K
Kemal_KABCIK
16 Ocak sabahına erişilmesine az bir süre kalmıştı. Yaşamış olduğu yalnızlıklardaki değerli zamanını, iyimserlik açısından değerlendirilesi iyi bir fırsat olduğunu belleyerek, düşünceyle geçirilen bir gecenin son anlarında, atacak olan şafağı sabırsızlıkla beklemeye koyulmuştu. Şafakla beraber, ümit ve sevinç içersinde kalarak, canlılığını göstermeye başlayacak olan doğaya uyum sağlayabilmek istiyordu. Ve günün ilk ışıklarıyla beliriverecek olan, tüm coşku dolu uyumlu renklerin doğallıktaki ahengi ile, kendine gelmek, yeniden doğmak ve hayattan yana olan beklentilerine, kısa zamanda ulaşıvermek istiyordu. Olabildiğince, olumlu yönde, hayattan yararlanabilme fırsatlarını bir bir değerlendirme altına alıyordu. Geçen her saniye; kazanılması düşünülen başarılar için, bir hazine değerinde olandı. Ve zamanını iyi kullanmasını düşünen bir bilinç için; kaçınılmazlıktaki bir başarı elbetteki hak olandı. Zaman işliyordu. Ve zaman içersinde ele alınan düşünülesi ince ayrıntılar; başarının, sağlam bir zemine oturtulabilmesi için, yeni yeni imkan ve fırsatları sunuyordu.

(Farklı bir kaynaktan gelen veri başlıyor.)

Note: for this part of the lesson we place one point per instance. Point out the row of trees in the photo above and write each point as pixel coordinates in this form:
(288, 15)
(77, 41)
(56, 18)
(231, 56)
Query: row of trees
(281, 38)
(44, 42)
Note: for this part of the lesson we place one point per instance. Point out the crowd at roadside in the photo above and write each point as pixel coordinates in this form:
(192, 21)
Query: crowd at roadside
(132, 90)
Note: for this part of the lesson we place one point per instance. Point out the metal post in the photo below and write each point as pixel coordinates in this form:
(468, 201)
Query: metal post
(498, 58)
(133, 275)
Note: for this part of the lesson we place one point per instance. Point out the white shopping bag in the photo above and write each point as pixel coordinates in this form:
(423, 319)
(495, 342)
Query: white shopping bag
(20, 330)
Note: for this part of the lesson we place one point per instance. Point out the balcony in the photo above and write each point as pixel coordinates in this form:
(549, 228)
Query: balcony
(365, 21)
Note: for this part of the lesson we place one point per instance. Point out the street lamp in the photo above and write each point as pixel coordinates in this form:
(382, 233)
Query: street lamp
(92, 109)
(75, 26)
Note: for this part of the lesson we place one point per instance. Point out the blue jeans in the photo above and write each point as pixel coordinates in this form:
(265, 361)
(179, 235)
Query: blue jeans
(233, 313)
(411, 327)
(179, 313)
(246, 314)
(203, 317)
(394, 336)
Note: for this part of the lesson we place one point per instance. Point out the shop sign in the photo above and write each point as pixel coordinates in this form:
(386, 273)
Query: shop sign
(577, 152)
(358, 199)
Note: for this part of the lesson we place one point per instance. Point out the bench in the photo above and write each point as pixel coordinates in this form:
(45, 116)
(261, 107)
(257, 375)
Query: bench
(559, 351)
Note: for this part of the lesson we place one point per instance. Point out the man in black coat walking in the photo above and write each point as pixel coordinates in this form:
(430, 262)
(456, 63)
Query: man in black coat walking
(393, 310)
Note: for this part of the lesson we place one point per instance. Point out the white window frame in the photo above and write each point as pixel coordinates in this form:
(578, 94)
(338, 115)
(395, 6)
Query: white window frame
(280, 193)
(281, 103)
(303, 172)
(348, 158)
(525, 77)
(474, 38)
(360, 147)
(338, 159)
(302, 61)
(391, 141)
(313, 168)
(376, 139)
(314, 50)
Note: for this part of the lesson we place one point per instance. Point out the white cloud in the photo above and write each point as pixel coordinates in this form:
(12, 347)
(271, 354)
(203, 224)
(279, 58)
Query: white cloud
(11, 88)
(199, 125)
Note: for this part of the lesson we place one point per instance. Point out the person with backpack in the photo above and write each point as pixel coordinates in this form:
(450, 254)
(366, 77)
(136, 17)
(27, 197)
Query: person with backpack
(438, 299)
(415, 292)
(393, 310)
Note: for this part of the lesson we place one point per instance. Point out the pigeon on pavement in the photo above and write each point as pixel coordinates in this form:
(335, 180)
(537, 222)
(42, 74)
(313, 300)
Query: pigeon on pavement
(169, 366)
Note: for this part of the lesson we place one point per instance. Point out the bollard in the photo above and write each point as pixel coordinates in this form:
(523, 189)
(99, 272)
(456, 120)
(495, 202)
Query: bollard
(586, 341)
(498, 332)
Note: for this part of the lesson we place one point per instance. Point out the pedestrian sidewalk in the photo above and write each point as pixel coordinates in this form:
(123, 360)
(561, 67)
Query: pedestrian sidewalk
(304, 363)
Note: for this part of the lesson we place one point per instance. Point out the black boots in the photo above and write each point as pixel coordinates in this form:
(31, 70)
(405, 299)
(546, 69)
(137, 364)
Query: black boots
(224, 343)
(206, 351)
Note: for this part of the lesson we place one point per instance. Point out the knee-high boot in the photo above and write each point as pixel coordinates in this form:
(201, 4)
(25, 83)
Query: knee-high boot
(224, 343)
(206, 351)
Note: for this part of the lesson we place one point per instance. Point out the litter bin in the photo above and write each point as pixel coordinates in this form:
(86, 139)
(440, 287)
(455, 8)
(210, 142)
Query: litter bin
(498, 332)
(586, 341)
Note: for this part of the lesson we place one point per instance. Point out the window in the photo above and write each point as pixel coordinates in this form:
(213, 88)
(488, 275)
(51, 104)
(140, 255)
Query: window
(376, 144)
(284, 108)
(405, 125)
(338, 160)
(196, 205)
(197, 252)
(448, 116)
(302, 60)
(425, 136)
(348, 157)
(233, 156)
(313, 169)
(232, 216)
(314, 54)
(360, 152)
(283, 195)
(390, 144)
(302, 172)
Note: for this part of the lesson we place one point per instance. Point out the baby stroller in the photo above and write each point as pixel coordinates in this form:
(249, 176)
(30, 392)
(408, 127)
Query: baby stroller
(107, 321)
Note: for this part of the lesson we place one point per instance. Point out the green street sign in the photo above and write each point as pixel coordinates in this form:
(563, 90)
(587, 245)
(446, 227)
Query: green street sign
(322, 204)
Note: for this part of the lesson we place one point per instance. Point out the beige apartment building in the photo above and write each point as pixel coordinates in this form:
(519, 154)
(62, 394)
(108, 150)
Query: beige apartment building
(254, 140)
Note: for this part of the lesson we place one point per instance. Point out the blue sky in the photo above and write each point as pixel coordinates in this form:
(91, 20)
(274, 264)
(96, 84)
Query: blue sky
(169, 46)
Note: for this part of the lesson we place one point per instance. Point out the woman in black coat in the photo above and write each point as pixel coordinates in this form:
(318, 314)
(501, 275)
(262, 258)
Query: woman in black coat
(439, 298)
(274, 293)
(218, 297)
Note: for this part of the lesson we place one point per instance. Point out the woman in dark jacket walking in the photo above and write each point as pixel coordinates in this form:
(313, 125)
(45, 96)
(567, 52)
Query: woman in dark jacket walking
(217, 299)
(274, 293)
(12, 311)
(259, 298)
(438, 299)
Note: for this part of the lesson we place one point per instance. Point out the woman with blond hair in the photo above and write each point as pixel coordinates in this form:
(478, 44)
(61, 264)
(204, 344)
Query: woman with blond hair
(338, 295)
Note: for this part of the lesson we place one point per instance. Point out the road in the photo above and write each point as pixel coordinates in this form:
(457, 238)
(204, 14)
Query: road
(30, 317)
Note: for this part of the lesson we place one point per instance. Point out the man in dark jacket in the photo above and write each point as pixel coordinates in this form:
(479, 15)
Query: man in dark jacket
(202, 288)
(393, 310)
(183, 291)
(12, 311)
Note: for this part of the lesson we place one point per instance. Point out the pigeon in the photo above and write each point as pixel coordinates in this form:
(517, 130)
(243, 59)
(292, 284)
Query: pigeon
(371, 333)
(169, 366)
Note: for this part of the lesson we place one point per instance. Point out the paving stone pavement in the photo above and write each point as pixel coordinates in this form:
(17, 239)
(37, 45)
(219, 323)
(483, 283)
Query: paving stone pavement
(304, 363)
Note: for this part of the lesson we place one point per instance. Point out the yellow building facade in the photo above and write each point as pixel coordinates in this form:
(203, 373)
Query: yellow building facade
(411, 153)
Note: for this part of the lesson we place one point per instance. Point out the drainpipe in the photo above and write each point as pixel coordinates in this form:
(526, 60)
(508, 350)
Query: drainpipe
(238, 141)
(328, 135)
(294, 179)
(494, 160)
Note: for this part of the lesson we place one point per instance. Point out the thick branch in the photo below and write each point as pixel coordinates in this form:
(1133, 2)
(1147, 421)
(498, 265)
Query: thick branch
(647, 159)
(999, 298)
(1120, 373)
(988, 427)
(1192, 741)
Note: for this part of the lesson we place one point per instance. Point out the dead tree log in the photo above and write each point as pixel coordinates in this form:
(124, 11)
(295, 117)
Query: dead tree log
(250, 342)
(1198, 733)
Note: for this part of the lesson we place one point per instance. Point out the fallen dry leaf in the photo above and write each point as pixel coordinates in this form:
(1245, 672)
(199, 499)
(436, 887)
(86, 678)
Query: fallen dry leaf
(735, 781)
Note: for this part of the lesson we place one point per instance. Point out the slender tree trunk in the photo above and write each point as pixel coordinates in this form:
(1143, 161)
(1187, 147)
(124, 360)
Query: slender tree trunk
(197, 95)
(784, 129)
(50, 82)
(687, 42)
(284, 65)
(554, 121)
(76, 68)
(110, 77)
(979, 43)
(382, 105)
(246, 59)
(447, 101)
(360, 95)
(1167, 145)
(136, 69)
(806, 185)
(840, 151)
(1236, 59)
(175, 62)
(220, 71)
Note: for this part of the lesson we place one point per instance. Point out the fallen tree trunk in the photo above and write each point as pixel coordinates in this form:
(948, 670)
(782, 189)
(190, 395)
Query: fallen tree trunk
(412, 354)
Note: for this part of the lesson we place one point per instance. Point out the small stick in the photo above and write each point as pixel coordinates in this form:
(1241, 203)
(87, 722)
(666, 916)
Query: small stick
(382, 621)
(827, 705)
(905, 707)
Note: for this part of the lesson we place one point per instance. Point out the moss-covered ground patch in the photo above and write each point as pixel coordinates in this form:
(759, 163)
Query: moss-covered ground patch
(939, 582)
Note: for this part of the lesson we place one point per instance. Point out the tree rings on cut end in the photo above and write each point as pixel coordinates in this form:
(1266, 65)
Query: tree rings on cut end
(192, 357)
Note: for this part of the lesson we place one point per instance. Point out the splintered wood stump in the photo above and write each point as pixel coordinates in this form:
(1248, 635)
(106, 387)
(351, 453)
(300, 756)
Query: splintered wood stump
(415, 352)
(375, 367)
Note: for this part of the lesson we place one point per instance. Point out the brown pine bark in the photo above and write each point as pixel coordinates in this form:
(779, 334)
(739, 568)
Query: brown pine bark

Düşünmek ve de düşünülmüş olan güzelliği yaşatabilmek adına; ümit yüklü, verimlilikle geçirilecek olan bereketli fırsatlar, doğacak olan güneş ile kendini belli edecekti. Doğacak güneşe olan özlemle; insan, yeni düşüncelerin, ince ayrıntılarına yelken açacak ve insan, başarıyı zirvesinde, sevinç ve ümit içersinde kalarak yaşayacaktı!. İnanç; zafere giden yolda, azmi elden bırakmayacak ve de sabırlı olacaktı: çünkü, özgünlüğü ve itaatkarlığı benimseyen bir bilinç böyle emrediyordu düşüncesinde!.